Schwierig waren die Verhandlungen mit den Banken wegen Herabsetzung des Zinsfußes. Wir haben die Herabsetzung um zunächst 1½% verlangt, haben aber nur 0,6% erreicht, doch stellen die Banken in Aussicht, bei Besserung der Wirtschaftslage weiter herunterzugehen.

Wir haben uns ferner stets gegen Lohnerhöhungen gewandt, weil diese die Preissenkungsaktion stören und außerdem zu weiteren Stillegungen in der Industrie führen würden.

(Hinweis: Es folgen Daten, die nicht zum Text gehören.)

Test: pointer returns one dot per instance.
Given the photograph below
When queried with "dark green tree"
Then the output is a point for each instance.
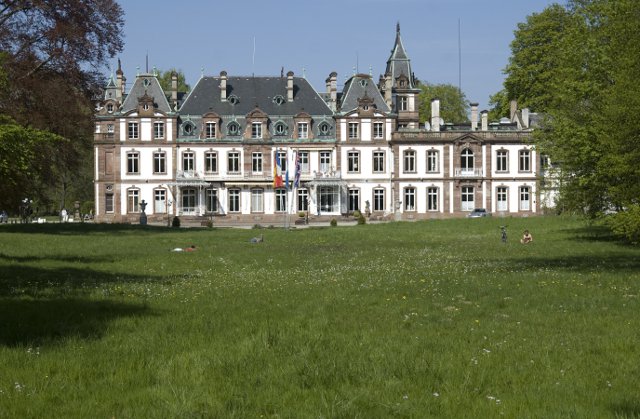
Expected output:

Reichsminister Graf Kanitz: Das hohe Preisniveau ist keine auf Deutschland beschränkte Erscheinung. Die Preise in Deutschland sind nach Stabilisierung unserer Währung und nach unserem Wiedereintritt in die Weltwirtschaft im allgemeinen auf das Weltniveau gekommen. Wir haben eine Weltteuerung, in der wir nicht die höchste Stelle einnehmen. Der Ernährungsindex in Nordamerika ist im dritten Vierteljahr 1925 160%, in England 170%, in der Schweiz 166% und in Deutschland 153,5%. Dazu kommt, daß die deutsche Wirtschaft durch Dawesplan, Steuern und soziale Lasten, welch letztere von 1,3 Milliarden im Frieden auf fast 3 Milliarden jetzt gestiegen sind, besonders schwer belastet wird.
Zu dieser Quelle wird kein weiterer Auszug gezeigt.